The purpose of this study is to determine the 4-month Progression-Free Survival (PFS), with demonstrated increase in tumor doubling time, of eligible subjects treated with pazopanib according to RECIST version 1.1 guidelines.

Phase:

Phase 2

Accepts Healthy Volunteers?

Details

Lead Sponsor:

George Clinical Pty Ltd
Vector Oncology

Collaborators:

GlaxoSmithKline
Novartis

Criteria

Inclusion Criteria:

- Written informed consent or assent

- Age > or = to 16 years

- Histologically confirmed diagnosis of osteosarcoma with lung metastasis, who have
progressed on the prior line of therapy, or relapsed

- Ineligible for curative pulmonary metastasectomy

- Eastern Cooperative Oncology Group (ECOG) performance status of 0-2

- Measurable disease per Response Evaluation Criteria in Solid Tumors (RECIST) version
1.1 guidelines. At least one measurable lesion must be in the lungs.

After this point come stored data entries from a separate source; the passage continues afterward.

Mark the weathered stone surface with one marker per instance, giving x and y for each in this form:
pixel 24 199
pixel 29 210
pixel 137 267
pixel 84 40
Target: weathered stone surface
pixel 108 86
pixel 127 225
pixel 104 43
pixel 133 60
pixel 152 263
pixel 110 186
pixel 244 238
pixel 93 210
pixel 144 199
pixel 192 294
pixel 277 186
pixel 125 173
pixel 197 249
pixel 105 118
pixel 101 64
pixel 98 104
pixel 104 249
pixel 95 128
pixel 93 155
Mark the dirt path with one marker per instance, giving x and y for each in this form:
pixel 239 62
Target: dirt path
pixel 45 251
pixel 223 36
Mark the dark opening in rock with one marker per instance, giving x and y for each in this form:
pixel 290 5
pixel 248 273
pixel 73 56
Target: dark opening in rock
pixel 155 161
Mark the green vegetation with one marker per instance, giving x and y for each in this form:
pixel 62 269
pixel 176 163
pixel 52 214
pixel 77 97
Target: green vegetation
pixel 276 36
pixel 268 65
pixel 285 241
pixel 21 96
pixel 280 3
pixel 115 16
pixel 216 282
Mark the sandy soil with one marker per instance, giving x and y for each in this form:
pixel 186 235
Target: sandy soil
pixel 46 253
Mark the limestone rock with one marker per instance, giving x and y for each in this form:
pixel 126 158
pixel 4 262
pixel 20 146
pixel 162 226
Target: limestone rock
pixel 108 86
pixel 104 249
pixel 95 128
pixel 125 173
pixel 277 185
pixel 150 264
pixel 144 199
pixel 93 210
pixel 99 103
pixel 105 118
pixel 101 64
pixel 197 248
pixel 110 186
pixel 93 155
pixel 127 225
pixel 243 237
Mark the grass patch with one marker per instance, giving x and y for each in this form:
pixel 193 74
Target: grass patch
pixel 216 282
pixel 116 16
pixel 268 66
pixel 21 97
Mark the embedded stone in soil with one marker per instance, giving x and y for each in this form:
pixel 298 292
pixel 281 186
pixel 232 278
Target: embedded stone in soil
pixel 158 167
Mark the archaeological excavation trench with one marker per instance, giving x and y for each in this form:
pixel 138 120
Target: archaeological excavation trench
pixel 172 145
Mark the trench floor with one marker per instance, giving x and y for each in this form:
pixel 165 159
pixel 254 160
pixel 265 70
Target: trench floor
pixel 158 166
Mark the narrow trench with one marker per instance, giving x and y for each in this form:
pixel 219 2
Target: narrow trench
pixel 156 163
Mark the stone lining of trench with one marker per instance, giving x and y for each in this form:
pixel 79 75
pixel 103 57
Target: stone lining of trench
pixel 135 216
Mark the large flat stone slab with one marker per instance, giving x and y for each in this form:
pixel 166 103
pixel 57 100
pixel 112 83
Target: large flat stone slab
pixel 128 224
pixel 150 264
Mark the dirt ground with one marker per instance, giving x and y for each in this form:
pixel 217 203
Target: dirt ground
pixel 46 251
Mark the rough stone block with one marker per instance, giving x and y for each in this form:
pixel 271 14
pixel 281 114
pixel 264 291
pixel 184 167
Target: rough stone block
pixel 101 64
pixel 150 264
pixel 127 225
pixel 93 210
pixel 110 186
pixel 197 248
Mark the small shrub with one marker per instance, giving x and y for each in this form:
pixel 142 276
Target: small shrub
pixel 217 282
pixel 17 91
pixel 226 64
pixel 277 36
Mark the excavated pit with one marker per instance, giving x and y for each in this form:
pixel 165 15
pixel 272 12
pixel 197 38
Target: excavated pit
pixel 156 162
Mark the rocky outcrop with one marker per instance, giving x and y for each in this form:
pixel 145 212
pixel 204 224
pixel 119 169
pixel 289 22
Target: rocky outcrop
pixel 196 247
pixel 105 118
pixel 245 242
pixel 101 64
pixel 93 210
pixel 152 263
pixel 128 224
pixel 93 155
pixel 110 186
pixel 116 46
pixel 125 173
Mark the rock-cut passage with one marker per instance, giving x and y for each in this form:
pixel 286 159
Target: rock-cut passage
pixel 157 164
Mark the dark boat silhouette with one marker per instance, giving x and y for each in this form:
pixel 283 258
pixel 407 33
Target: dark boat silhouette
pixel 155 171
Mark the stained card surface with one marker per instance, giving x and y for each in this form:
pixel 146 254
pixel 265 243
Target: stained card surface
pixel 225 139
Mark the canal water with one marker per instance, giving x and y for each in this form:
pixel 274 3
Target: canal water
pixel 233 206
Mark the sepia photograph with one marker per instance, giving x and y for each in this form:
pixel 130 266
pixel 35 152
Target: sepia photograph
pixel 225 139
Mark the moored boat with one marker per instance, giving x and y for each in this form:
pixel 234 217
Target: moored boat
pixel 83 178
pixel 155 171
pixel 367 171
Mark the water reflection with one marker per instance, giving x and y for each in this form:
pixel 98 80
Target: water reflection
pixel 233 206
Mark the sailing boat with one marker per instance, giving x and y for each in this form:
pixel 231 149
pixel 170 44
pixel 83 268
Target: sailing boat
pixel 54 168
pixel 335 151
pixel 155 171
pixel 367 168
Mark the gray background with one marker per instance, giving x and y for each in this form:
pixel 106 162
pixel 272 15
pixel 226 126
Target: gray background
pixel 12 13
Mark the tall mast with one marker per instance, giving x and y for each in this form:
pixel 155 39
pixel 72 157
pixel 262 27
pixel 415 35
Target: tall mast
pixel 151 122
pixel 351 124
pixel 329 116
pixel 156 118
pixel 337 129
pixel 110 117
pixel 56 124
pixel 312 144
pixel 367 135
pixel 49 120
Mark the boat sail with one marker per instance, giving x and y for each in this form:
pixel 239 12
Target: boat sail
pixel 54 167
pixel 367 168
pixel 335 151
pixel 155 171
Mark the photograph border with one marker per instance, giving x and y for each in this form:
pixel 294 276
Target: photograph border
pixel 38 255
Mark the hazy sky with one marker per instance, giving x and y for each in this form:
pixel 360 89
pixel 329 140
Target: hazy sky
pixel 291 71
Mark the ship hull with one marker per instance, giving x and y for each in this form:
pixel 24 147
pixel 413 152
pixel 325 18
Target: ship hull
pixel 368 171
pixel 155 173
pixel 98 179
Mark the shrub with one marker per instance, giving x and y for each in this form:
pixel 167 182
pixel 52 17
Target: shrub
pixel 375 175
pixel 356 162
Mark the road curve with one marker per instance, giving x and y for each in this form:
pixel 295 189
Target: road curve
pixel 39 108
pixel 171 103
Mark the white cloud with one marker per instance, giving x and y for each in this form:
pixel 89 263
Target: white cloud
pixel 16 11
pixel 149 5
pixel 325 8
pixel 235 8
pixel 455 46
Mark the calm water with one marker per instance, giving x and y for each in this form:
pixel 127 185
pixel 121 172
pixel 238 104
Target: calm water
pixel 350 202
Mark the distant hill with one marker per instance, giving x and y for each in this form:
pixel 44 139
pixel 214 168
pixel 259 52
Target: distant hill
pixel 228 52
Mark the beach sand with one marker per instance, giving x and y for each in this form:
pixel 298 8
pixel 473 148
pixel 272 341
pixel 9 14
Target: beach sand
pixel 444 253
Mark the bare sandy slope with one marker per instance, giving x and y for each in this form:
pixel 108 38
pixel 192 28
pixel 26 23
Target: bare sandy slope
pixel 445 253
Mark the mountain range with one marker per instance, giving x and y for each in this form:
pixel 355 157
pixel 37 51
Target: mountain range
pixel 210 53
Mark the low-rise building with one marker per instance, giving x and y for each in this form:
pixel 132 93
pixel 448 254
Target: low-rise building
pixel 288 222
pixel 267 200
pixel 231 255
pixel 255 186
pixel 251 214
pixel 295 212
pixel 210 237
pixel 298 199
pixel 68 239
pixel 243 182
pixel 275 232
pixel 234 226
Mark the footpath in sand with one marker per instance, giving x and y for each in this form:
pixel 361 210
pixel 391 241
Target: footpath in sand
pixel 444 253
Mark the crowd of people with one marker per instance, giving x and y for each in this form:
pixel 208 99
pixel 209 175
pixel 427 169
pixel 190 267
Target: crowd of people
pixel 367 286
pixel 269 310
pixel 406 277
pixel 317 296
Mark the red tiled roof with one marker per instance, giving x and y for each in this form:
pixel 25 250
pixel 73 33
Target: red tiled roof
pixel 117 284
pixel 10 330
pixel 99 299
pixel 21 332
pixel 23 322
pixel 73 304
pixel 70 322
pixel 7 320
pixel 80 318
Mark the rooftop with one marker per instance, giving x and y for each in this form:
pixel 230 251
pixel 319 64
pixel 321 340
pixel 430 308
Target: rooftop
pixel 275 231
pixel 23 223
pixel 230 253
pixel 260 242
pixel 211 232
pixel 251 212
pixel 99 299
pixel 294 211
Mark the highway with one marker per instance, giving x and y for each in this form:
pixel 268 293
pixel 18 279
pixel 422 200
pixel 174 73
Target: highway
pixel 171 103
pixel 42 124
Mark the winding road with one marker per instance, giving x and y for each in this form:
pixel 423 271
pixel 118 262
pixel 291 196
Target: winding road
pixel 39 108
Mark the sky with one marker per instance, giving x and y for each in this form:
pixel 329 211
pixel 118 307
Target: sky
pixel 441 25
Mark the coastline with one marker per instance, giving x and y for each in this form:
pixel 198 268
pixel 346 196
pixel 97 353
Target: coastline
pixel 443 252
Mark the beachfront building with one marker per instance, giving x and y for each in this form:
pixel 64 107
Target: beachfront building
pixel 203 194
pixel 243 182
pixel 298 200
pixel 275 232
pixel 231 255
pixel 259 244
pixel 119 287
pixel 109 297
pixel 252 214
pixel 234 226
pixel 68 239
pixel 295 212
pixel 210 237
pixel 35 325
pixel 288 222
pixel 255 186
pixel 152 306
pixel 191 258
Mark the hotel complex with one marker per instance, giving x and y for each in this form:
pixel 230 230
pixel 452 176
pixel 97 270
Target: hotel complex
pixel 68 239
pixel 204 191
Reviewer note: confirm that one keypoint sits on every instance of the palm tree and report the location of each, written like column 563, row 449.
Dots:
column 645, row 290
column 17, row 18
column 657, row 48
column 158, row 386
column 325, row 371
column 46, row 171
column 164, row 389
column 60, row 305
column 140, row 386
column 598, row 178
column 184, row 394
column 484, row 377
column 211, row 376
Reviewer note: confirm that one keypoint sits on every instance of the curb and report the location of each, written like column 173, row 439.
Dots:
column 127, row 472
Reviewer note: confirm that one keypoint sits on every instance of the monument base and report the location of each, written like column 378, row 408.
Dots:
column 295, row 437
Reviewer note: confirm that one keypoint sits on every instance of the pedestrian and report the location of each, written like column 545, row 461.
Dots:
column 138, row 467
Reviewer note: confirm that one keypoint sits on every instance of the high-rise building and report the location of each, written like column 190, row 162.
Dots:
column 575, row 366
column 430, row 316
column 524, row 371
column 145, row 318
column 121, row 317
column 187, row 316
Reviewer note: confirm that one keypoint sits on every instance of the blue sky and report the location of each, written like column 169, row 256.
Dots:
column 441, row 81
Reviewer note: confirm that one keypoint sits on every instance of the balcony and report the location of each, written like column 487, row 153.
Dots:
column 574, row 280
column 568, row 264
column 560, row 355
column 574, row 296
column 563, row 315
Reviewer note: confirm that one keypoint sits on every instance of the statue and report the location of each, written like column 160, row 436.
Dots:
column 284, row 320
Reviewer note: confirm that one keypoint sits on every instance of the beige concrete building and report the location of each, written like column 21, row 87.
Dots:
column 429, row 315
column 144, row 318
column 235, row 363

- Eligible subjects are required to have > or = to 1 line of multi-agent chemotherapy
either neoadjuvantly or adjuvantly. Subjects may have had 0-2 lines of therapy for
metastatic disease.

- Measured cardiac ejection fraction > or = to 50% or the institutional lower limit of
normal by echocardiogram or MUGA scan.

- Adequate organ system function.

- Females must be either non-child bearing potential or have a negative pregnancy test
within 3 to 5 days prior to the first dose of study drug.

Exclusion Criteria:

- Children not in the care or custody of a biological parent, adoptive parent, appointed
legal guardian, or legally appointed foster care.

- Prior exposure to VEGFR tyrosine kinase inhibitor (small molecule or antibody) or
VEGFR antibody.

- Prior malignancy. Note: Subjects who have had another malignancy and have been
disease-free for 3 years, or subjects with a history of completely resected
non-melanomatous skin carcinoma or successfully treated in situ carcinoma are
eligible.

- History or clinical evidence of central nervous system (CNS) metastases or
leptomeningeal carcinomatosis, unless previously treated, asymptomatic, and off
steroids and anti-seizure medication for 6 months prior to first dose of study drug

- Clinically significant gastrointestinal abnormalities that may increase the risk for
gastrointestinal bleeding.

- Clinically significant gastrointestinal abnormalities that may affect absorption of
investigational product.

- Presence of uncontrolled infection.

- Corrected QT interval (QTc) > 480 msecs using Bazett's formula.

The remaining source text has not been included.